I was sitting upon the box and crying bitterly, not only for the humiliation and injustice done to me, but from a sense of all I had lost by not knowing that Grantley was my cousin.

“Why didn’t you tell me?” I said, when she asked why I cried. “It would have made me so happy, and I have been so lonely at times, with no one of my own blood to care for me, and I should have been so proud of him; and when he invited me to his party, why didn’t you let me go? I did everything to please you. You did nothing to please me!”

I must have been hysterical, for my voice sounded very loud and unnatural as I reproached her, while she tried to soothe me and explain. But I would not be soothed, and kept on crying until I could cry no longer, and still, in the midst of my pain, I was conscious of a great joy welling up in my heart, as I reflected that Grantley was my cousin, and that I should soon see him in spite of Aunt Kizzy, who, I think, was really sorry for me and did not resent what I said to her. She had me in her room for an hour after lunch, and tried to smooth the matter over.

“You are very pretty,” she said, “and Grant is very susceptible to a pretty face, and if he had seen yours he might have paid you attentions which would have turned your head, and perhaps have done you harm as they would have meant nothing. They couldn’t mean anything; they must mean nothing.”

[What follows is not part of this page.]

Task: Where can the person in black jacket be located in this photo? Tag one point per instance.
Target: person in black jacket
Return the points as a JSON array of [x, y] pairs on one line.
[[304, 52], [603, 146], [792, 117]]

She was getting more and more excited, and began to walk the floor as she went on:

“I may as well tell you that I dread his coming. He is very magnetic,—with something about him which attracts every one. Your father had it, and your grandfather before him, and Grant has it, and you will be influenced by it, but it must not be. Oh, why did I let you come here, with your fatal beauty, which is sure to work us evil? or, having come, why are you not in the Hepburn line?”

I thought she had gone crazy, and stared at her wonderingly as she continued:

“I can’t explain now what I mean, except that Grant must marry money, and you have none. You have only your beauty, which is sure to impress him, but it must not be. Promise me, Doris, to be discreet, and not try to attract him,—not try to win his love.”

“Aunt Keziah! What do you take me for!” I exclaimed, indignantly, and she replied:

“Forgive me; I hardly know what I am saying; only it must not be. You must not mar my scheme, though if you were in the line, I’d accept you so gladly as Grantley’s wife.” And then, to my utter amazement, she stooped and kissed me, for the first time since I had known her.

A great deal more she said to me, and when the interview was over, there was on my mind a confused impression that I was not to interfere with her plan of marrying Grantley to a rich wife,—Dorothea Haynes, probably, although no mention was made of her,—and also that I was to treat him very coldly and not in any way try to attract him. The idea was so ludicrous that after a little it rather amused than displeased me, but did not in the least lessen my desire to see the young man who had been the lion at Harvard, and whom I had seen in the car whistling an accompaniment to Dorothea’s banjo.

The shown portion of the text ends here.